Eddie heard himself say, "Maybe he don't want no help."
"Shut up, you cross-eyed idiot," said the man in the raincoat.
Paul Amaro looked down at the floor. Then, without another word, he walked to the door and let himself out. The man in the raincoat followed.
Eddie heard their car start, waited till they pulled away; waited an extra minute to be safe. Then he opened the cash register and reached into his pocket. He replaced the cash he'd taken as his wages, removed his IOU and tore it into little pieces. Then he locked up and walked away, and he knew that he was never going back.
19
Angelina woke up from her nap around eleven.
The air was very still, fragrant with the rueful smell of spent flowers, and she was quite confused. Gradually she remembered where she was, she recalled the mood and musings of the afternoon. But the tequila had worn off, those fantasies were now tainted by the thousand anxieties of the actual, and she was sorely tempted to slip back into sleep. To go prowling at midnight—earlier, the idea had seemed excitingly risque, sophisticated; now it just felt bizarre. To track her lover like a hunting lioness— earlier, the notion had titillated by its boldness; now it just seemed brassy.
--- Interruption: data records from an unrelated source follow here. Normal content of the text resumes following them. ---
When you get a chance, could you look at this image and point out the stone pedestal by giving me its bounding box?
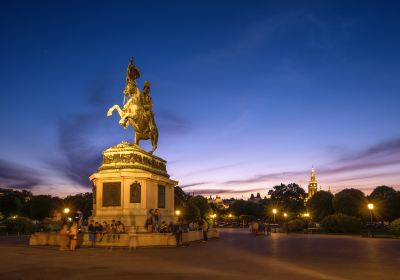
[89,142,178,231]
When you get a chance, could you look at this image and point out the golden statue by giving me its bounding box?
[107,58,158,154]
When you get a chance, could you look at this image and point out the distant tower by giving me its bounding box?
[307,166,318,200]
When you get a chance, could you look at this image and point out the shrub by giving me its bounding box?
[42,218,63,232]
[5,217,33,234]
[389,218,400,236]
[286,219,306,232]
[322,214,361,233]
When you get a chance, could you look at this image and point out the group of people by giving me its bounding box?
[60,222,79,251]
[249,220,272,235]
[60,209,209,251]
[88,220,126,247]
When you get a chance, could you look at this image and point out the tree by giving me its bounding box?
[307,191,334,221]
[183,202,201,222]
[231,200,265,218]
[368,186,400,222]
[0,192,22,217]
[268,183,307,213]
[189,195,210,218]
[332,189,368,217]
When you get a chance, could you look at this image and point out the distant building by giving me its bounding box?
[248,193,262,203]
[307,166,318,200]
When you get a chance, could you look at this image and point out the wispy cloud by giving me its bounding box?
[219,138,400,190]
[0,159,42,189]
[180,162,245,178]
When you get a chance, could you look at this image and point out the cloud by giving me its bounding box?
[220,138,400,189]
[155,111,191,135]
[190,188,266,195]
[51,115,102,187]
[180,182,211,189]
[0,159,42,189]
[224,170,309,185]
[180,162,244,178]
[48,78,116,188]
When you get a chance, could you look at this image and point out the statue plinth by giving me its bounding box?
[89,142,178,231]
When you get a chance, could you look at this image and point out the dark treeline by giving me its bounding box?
[0,189,93,221]
[0,183,400,236]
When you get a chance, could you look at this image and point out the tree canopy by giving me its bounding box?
[368,186,400,221]
[268,183,307,213]
[332,188,368,217]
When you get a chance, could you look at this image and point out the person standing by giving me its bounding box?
[69,222,78,251]
[60,224,69,251]
[88,220,96,248]
[129,226,138,251]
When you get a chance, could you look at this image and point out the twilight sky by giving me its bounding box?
[0,0,400,197]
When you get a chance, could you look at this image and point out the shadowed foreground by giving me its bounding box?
[0,229,400,280]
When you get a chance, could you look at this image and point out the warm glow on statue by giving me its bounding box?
[107,58,158,153]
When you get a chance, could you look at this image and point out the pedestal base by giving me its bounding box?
[90,142,178,231]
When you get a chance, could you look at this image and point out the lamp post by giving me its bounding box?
[211,214,217,226]
[368,203,374,224]
[272,208,278,224]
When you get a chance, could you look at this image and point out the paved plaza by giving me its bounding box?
[0,229,400,280]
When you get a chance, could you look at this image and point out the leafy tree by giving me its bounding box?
[230,200,265,218]
[307,191,334,221]
[189,195,210,218]
[332,189,368,217]
[268,183,307,213]
[322,213,361,233]
[369,186,400,221]
[5,217,33,234]
[183,202,201,221]
[0,192,22,217]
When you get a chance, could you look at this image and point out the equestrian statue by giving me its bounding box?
[107,57,158,154]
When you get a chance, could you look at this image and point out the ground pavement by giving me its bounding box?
[0,229,400,280]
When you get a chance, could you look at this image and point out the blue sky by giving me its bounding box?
[0,1,400,197]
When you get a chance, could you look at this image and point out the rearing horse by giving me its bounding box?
[107,93,158,154]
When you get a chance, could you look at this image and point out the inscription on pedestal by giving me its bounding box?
[102,182,121,207]
[158,185,165,208]
[130,182,142,203]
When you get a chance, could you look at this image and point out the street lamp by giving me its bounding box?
[272,208,278,224]
[368,203,374,224]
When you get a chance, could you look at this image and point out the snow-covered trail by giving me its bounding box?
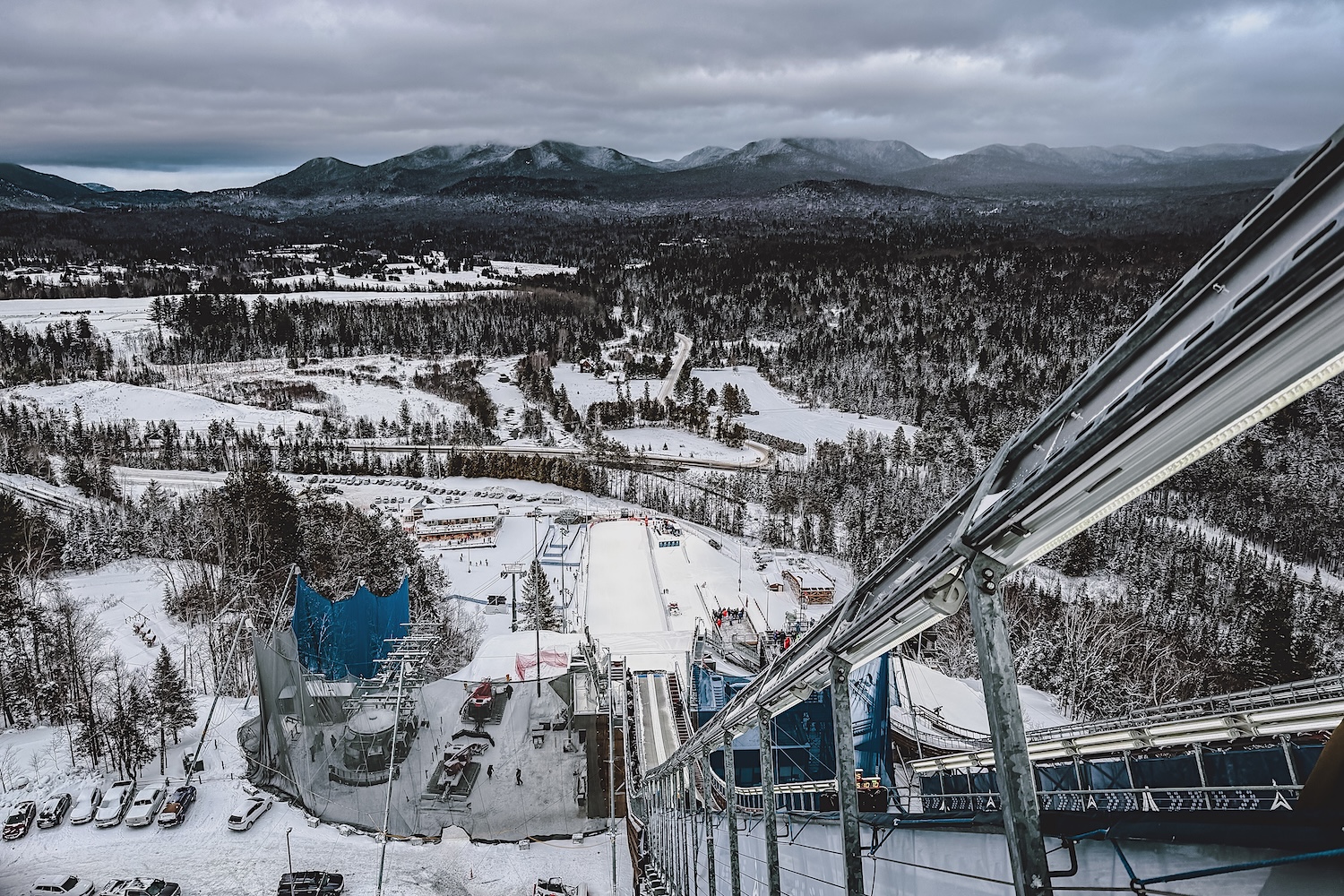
[588,520,668,637]
[659,333,695,401]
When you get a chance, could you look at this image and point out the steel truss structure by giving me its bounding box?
[642,120,1344,896]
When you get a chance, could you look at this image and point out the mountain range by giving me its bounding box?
[0,137,1309,210]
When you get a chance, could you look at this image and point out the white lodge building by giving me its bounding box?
[416,504,503,541]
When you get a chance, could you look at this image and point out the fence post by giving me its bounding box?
[761,707,780,896]
[701,747,719,896]
[831,659,863,896]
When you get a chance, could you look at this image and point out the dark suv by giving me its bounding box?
[276,871,346,896]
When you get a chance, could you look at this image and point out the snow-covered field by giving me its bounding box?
[0,380,323,430]
[693,366,916,447]
[604,426,765,463]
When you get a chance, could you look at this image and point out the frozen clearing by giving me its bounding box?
[691,366,916,447]
[892,659,1074,737]
[0,778,631,896]
[0,380,322,430]
[602,426,765,463]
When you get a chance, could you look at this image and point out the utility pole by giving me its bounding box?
[607,648,617,895]
[375,662,406,896]
[532,511,546,697]
[500,563,527,632]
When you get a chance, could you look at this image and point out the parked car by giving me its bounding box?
[99,877,182,896]
[38,790,72,828]
[228,794,271,831]
[276,871,346,896]
[159,785,196,828]
[93,780,136,828]
[4,799,38,840]
[126,785,168,828]
[30,874,93,896]
[70,788,102,825]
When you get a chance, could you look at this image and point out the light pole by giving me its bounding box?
[532,512,546,697]
[500,563,527,632]
[607,648,617,896]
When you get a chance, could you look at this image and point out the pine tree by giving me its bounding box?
[519,560,561,632]
[150,645,196,751]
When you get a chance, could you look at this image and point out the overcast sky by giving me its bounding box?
[0,0,1344,189]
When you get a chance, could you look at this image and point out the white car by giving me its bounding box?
[93,780,136,828]
[126,785,168,828]
[30,874,93,896]
[228,794,271,831]
[70,788,102,825]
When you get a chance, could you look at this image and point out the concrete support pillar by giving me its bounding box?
[672,769,691,896]
[701,747,719,896]
[761,708,780,896]
[723,731,742,896]
[965,555,1053,896]
[831,659,865,896]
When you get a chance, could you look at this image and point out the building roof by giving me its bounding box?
[421,504,500,522]
[781,567,836,591]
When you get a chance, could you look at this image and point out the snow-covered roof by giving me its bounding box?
[449,632,580,681]
[781,567,836,591]
[421,504,500,522]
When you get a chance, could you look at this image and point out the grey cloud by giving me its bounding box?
[0,0,1344,185]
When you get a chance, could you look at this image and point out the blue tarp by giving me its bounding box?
[293,576,411,681]
[691,656,892,786]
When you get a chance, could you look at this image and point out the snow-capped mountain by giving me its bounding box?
[0,137,1311,210]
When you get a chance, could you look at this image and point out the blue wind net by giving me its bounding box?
[691,656,892,788]
[293,576,411,681]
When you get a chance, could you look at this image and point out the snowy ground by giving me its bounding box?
[892,659,1074,737]
[0,380,323,430]
[551,364,629,414]
[0,762,631,896]
[161,355,467,423]
[602,426,766,463]
[693,366,916,447]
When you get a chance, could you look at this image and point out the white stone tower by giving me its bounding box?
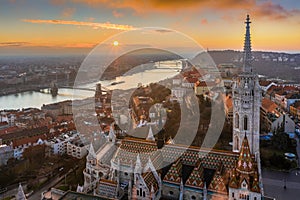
[232,15,261,157]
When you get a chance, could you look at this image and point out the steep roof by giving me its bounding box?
[163,158,182,185]
[261,98,278,113]
[142,171,159,193]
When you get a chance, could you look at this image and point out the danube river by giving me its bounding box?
[0,65,179,110]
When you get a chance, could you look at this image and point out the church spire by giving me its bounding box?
[146,126,155,141]
[237,134,254,174]
[16,183,27,200]
[243,15,252,73]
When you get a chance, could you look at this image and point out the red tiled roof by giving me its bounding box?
[261,98,278,113]
[13,135,47,148]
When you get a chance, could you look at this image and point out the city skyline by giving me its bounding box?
[0,0,300,54]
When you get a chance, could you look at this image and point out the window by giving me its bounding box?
[244,115,248,131]
[235,113,240,128]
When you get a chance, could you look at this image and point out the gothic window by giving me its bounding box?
[235,113,240,128]
[244,115,248,131]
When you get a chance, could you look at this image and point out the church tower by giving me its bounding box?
[232,15,261,157]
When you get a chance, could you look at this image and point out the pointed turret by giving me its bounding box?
[134,154,142,174]
[108,123,116,143]
[146,126,155,141]
[16,183,27,200]
[243,15,252,73]
[203,182,207,200]
[87,143,96,160]
[179,179,183,200]
[237,134,254,174]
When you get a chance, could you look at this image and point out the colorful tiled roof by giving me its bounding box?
[208,171,227,194]
[142,171,159,193]
[163,158,182,185]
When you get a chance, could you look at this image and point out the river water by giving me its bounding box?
[0,65,179,110]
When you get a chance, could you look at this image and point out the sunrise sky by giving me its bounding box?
[0,0,300,54]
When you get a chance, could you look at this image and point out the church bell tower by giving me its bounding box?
[232,15,261,156]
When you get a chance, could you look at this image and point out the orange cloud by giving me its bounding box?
[62,8,76,17]
[0,42,30,47]
[253,1,300,20]
[113,10,124,18]
[22,19,136,30]
[69,0,300,19]
[201,19,208,25]
[70,0,255,13]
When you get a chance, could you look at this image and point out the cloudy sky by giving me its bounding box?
[0,0,300,53]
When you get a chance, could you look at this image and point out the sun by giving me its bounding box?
[113,41,119,47]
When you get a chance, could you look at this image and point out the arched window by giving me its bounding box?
[244,115,248,131]
[235,113,240,128]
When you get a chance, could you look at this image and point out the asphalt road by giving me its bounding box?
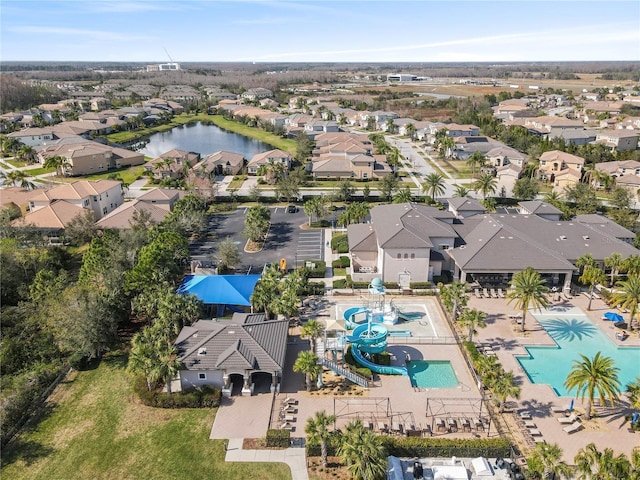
[190,207,324,273]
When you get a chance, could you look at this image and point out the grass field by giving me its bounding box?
[0,348,291,480]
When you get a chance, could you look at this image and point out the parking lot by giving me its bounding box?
[190,207,324,273]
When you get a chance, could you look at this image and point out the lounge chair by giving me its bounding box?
[563,422,582,433]
[558,413,578,425]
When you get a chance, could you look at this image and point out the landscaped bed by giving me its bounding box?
[2,354,291,480]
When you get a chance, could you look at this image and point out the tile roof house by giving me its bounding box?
[175,313,289,397]
[29,180,124,219]
[347,203,457,284]
[193,151,244,177]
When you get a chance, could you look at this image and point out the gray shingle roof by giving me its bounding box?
[371,203,456,248]
[175,313,289,372]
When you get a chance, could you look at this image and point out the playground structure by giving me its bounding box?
[342,278,408,375]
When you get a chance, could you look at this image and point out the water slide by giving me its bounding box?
[346,324,408,375]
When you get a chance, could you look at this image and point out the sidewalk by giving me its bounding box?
[225,438,309,480]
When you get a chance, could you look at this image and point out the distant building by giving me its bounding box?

But that, she told herself, was fear talking, the old bafflement and reluctance that had kept her fallow for so long. She would rise; she would go. She just needed a pep talk.
She pulled on her sarong, went downstairs to Michael's. His room was dark, she tapped on the door. He wasn't there; of course he wasn't there. He'd found his lover; he'd met a possibility and seized it. Angelina pouted. Why was everyone in the world more facile and blithe than she? Why was she hemmed in by qualms and hesitations that no one else seemed bothered by?
In her frustration and in the oddness of the hour, she came dangerously close to asking the question underpinning all those questions: Why, after all this time, was she crazy in love with a man who, for every reason, she should not, could not, have?
That question loomed, Angelina dimly sensed its menace the way a person somehow knows when a speeding unseen car is just about to careen around a corner; her mind stepped back.
On reluctant feet she went upstairs to her room, resolved now, with more bravery than joy, to dress in something pretty, and to do her hair, and paint her lips, and dab perfume behind her ears, and to see what happened when she sat across the bar from Sal and told him they really had to talk.
* * *
"Hi, Sal," she said, when she had climbed onto her bar stool and placed her purse on the bar and neatly squared her hands in front of her.
His eyes flicking left and right at regulars and tourists, his shirt damp and mostly open, he moved close to her, leaned across the slab of teak. Very softly, he said, "That's not my name."
"It's the only name I know you by," said Angelina.
"So I guess you don't know me very well."
"I never said I did. Can I have a drink, please?"
He didn't answer right away. Suddenly he felt caged in by the bar, squeezed between the thick wood and the pitiless mirror, oppressed by strangers' voices, choked by cigarettes and vines. He should have bolted. He'd already caught a whiff of Angelina's scent, his eyes had already tumbled into the chute between her breasts, and he realized he should have been far away by now, drunk in a hammock somewhere they didn't speak English.
Angelina went on, "One of those ones where you layer up the different colors and the cherry pulls the red down with it."
The bartender frowned. "Christ. A Virgin Heat?"